歴史を変えた、『宇宙刑事ギャバン』と戦隊の共演 東映コラボ作品が続々と開花
数あるコラボ作品のきっかけとなった『海賊戦隊ゴーカイジャーVS宇宙刑事ギャバン THE MOVIE』。シリーズの垣根を越えて製作されたこの映画をきっかけに、過去のヒーローたちがリデザインされた映画が制作されていきました。
歴史的偉業だった「戦隊と宇宙刑事の共演」

10年前の2012年1月21日、『海賊戦隊ゴーカイジャーVS宇宙刑事ギャバン THE MOVIE』が公開されました。この作品は戦隊シリーズだけでなく、後の東映ヒーロー作品に影響を残した記念すべき作品でした。
本作は当時放映中だったスーパー戦隊シリーズ第35作『海賊戦隊ゴーカイジャー』の世界観に、宇宙刑事シリーズおよびメタルヒーローシリーズ第1作で当時30周年だった『宇宙刑事ギャバン』がクロスオーバーすることで、ダブルメモリアルとも言うべき作品になります。
通常、この時期に公開される「スーパー戦隊VSシリーズ」は放送時の当年度と前年度の戦隊が共演するものでした。しかし、『ゴーカイジャー』の前作である『天装戦隊ゴセイジャー』とは、前年2011年6月11日に公開された『ゴーカイジャー ゴセイジャー スーパー戦隊199ヒーロー大決戦』が、実質的にスーパー戦隊VSシリーズに相当する内容でした。そのため、別の作品とのコラボが検討され、本作の制作が決まったわけです。
スーパー戦隊シリーズと宇宙刑事シリーズとの映像でのコラボは本作が初めてでした。他の作品で考えた場合、1978年3月18日に公開された『ジャッカー電撃隊VSゴレンジャー』で写真という形で、他シリーズのキカイダー、仮面ライダーV3、仮面ライダーアマゾンと共演していた過去があります。
また、前年2011年4月1日に公開された『オーズ・電王・オールライダー レッツゴー仮面ライダー』では、他作品の主人公であるキカイダー、キカイダー01、イナズマン、ズバットが共演していて、この当時の東映ヒーロー作品は他作品とのコラボが積極的に行われていた時期と言えるのかもしれません。
この流れで、2012年4月21日公開の『仮面ライダー×スーパー戦隊 スーパーヒーロー大戦』という仮面ライダーシリーズとスーパー戦隊シリーズの本格的コラボ作品が制作されました。宇宙刑事シリーズも新たな試みとして、二代目ギャバンが登場する『宇宙刑事ギャバン THE MOVIE』が2012年10月20日に公開されています。
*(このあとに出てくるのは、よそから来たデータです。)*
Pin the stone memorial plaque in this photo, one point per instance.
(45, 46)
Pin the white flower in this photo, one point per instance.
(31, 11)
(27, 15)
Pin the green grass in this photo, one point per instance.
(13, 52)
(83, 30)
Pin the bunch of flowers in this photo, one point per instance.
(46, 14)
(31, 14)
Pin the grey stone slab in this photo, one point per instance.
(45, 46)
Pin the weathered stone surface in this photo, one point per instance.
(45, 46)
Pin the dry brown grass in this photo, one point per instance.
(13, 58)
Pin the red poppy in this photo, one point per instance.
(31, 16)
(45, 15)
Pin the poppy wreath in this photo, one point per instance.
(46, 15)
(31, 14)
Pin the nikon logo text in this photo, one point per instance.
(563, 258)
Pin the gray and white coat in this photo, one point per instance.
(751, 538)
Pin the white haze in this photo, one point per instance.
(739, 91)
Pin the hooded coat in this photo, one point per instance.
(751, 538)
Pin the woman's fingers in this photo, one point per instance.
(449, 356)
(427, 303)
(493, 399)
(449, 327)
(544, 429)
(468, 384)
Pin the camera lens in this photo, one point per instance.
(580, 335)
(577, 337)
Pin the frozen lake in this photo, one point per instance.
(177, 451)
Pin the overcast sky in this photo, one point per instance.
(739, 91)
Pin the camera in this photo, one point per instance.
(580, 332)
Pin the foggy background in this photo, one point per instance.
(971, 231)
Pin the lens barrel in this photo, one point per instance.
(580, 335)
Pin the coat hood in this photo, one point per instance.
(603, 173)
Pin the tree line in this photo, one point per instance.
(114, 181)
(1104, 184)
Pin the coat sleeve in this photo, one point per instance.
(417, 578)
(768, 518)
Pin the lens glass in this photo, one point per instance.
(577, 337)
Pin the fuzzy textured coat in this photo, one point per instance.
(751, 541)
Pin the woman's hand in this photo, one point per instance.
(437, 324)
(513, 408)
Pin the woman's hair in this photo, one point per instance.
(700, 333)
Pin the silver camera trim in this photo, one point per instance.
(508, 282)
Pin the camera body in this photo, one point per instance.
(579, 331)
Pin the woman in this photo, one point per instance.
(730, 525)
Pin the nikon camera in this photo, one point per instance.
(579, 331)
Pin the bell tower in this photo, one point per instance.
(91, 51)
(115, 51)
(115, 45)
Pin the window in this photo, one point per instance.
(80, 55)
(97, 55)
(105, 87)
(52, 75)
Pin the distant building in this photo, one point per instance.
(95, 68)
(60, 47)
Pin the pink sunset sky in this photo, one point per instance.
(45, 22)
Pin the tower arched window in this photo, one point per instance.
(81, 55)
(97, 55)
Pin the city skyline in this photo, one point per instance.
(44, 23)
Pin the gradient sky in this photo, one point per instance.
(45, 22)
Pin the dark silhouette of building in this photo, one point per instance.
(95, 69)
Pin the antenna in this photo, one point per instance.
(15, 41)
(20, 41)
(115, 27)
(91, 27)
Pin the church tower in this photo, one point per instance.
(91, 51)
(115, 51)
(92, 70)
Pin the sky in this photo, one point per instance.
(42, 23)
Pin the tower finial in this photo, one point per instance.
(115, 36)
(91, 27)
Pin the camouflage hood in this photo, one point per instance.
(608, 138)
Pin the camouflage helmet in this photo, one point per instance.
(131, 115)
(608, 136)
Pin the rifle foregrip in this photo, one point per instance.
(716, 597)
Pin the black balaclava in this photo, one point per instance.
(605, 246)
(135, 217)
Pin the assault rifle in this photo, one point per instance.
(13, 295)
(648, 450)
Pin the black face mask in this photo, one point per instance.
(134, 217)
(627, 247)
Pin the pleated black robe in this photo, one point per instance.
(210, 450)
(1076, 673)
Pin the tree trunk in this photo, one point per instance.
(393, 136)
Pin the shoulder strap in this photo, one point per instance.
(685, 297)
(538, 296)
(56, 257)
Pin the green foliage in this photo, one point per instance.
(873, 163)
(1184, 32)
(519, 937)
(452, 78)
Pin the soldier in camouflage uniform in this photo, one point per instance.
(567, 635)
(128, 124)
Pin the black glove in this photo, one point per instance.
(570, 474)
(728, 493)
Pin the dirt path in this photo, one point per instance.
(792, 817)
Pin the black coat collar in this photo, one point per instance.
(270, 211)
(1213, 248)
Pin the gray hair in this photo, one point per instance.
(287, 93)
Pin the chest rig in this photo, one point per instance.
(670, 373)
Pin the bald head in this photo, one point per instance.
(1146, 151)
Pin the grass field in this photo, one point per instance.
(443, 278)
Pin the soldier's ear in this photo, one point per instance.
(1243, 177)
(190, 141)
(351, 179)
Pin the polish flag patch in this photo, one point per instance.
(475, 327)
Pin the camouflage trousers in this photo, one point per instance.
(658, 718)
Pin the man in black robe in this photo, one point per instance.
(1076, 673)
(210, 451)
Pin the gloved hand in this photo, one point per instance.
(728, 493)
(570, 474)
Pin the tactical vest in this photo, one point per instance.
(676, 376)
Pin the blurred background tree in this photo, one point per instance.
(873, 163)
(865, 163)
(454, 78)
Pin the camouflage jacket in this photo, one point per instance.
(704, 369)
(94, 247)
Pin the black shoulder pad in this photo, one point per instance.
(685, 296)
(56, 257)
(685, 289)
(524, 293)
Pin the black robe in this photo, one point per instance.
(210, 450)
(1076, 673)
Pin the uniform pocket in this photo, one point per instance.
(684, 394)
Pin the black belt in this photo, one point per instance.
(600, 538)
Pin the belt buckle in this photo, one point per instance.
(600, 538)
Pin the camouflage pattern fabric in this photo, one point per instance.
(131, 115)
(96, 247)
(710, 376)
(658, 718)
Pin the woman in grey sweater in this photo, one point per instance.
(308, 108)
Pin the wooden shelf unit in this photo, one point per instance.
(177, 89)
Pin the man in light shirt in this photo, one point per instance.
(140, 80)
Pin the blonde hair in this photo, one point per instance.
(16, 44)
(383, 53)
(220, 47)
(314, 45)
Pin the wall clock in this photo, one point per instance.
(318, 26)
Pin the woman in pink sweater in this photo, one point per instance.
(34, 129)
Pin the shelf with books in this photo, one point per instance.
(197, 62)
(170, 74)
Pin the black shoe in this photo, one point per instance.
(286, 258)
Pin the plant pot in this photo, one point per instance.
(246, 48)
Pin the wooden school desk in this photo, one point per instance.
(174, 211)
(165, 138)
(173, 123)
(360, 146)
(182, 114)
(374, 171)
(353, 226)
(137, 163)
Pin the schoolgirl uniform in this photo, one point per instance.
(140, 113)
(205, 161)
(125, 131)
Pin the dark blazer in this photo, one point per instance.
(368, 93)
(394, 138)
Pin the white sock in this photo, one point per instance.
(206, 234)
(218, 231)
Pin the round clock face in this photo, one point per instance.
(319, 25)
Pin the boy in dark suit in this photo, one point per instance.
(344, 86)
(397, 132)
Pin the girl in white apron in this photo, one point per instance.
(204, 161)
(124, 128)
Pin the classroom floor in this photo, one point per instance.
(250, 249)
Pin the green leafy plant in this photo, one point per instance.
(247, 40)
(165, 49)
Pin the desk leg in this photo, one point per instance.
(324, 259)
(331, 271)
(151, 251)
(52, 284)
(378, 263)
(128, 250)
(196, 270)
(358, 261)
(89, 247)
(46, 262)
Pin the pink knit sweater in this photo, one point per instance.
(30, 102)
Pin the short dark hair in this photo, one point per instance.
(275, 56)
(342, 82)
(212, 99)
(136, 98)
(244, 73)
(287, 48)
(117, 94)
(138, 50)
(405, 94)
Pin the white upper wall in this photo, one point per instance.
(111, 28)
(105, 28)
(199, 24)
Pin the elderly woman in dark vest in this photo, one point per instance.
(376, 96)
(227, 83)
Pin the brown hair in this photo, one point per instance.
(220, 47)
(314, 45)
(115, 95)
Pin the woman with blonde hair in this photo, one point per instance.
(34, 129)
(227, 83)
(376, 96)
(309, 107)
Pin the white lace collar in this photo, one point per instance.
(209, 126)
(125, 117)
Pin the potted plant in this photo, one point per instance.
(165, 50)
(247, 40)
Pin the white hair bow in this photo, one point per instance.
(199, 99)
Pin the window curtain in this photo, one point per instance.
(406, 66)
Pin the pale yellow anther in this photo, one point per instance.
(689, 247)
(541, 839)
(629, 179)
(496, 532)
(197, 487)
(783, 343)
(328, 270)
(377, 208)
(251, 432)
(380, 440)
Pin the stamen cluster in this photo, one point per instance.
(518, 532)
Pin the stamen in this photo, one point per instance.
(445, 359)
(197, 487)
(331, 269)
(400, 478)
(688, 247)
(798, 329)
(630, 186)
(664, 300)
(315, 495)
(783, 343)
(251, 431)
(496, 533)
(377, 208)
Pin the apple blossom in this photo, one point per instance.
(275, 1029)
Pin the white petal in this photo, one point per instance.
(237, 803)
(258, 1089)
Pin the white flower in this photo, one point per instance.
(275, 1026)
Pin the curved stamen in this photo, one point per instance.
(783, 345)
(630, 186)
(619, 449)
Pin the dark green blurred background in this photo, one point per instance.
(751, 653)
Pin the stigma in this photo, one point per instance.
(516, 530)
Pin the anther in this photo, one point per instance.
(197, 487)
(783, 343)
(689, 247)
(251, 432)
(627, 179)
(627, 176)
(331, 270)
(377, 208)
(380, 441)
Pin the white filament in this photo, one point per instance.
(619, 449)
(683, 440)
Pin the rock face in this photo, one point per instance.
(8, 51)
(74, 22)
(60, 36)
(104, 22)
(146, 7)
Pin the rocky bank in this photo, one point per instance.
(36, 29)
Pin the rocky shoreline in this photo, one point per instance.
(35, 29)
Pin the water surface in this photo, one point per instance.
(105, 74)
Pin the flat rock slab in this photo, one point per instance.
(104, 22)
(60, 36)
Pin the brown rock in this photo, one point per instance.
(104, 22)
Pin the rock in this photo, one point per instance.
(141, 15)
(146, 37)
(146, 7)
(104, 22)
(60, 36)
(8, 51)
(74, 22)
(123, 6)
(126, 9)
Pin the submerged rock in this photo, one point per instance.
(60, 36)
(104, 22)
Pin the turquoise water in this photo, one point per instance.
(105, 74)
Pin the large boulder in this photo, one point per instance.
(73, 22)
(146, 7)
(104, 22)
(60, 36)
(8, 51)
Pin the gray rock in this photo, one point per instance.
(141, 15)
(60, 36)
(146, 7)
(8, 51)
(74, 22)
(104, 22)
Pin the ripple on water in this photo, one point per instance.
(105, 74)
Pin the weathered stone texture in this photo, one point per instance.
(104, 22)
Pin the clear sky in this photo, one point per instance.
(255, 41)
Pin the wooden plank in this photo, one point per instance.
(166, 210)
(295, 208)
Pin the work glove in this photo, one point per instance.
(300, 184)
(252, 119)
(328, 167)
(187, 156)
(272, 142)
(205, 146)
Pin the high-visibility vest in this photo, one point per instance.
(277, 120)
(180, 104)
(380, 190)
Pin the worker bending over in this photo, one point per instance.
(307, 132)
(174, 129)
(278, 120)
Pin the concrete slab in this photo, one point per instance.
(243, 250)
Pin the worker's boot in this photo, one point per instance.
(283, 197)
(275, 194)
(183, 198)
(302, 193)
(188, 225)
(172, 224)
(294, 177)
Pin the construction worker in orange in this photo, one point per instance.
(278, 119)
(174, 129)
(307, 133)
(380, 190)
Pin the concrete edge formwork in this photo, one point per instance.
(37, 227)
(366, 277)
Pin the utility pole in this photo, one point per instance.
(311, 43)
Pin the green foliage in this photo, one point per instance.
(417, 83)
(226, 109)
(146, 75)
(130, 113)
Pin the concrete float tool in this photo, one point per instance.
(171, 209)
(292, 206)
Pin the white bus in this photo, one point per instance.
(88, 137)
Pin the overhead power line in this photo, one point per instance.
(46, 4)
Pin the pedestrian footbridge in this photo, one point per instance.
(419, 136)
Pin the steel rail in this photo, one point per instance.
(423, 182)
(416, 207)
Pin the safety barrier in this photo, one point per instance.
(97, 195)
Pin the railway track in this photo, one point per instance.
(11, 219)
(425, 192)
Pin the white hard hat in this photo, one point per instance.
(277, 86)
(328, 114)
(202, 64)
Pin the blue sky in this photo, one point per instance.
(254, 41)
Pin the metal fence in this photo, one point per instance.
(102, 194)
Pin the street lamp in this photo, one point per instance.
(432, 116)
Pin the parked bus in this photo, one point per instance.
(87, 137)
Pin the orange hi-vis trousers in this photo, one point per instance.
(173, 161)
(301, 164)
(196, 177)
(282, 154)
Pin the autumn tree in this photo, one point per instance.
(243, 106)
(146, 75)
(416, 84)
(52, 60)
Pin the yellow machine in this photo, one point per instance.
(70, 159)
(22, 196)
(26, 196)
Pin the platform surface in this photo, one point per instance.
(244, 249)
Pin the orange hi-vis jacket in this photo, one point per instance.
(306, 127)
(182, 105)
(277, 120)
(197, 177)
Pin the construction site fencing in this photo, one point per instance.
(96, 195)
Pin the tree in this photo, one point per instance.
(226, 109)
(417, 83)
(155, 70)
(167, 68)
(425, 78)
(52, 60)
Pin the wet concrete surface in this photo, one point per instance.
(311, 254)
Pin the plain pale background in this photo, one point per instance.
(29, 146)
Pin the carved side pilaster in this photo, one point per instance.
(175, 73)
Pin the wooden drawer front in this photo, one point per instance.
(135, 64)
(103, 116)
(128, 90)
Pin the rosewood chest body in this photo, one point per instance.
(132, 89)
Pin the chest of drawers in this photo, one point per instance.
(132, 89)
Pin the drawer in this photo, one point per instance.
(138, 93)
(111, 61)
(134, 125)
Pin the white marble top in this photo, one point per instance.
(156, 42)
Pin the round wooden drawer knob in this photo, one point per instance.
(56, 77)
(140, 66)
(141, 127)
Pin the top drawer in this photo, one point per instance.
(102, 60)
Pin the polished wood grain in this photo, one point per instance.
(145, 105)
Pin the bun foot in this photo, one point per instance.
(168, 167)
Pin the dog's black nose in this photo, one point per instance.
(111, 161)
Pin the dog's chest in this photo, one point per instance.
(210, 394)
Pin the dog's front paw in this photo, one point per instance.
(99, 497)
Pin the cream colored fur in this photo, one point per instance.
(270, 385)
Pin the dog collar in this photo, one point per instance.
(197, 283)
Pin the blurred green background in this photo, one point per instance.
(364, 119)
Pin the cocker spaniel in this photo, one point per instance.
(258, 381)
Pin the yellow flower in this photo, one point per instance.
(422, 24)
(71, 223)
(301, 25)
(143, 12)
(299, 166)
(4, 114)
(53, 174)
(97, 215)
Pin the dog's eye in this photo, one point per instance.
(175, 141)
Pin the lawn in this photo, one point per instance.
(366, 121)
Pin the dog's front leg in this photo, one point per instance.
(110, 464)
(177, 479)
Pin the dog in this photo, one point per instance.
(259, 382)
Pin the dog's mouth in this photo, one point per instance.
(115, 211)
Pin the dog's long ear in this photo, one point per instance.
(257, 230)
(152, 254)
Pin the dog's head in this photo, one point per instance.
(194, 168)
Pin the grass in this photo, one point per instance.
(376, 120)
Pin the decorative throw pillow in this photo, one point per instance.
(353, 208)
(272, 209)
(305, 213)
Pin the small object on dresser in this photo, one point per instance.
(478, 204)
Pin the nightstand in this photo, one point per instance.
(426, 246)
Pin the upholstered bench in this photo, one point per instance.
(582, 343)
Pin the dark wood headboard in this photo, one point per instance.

そして、これまでのヒーローを単にコラボ出演させるという方向から、現代風にデザインを新しくするという方向性がこの後に起こり、2012年8月4日公開『仮面ライダーフォーゼ THE MOVIE みんなで宇宙キターッ!』では『宇宙鉄人キョーダイン』や『大鉄人17』、2012年12月8日公開『仮面ライダー×仮面ライダー ウィザード&フォーゼ MOVIE大戦アルティメイタム』では『イナズマン』、『アクマイザー3』、『美少女仮面ポワトリン』がリデザインされて登場しました。
この流れはやがてリブート作品と呼ばれる、2014年5月24日に公開された『キカイダー REBOOT』を生み出します。実は、同時期に公開された海外映画『アベンジャーズ』に着想を得た東映は、これら石ノ森章太郎先生原作ヒーローが集結する『石ノ森アベンジャーズ』を企画していました。それに伴い坂本浩一監督などの働きかけで上記のような流れになっていたのです。しかし、残念ながらビジネス面を考慮して、この着想は最終的にお蔵入りしてしまいました。
ただ、この流れとは別に宇宙的警察ヒーローつながりで、『特捜戦隊デカレンジャー』と宇宙刑事シリーズのコラボである『スペース・スクワッド』シリーズを生み出し、スーパー戦隊と宇宙刑事の夢の共演は現在へとつながります。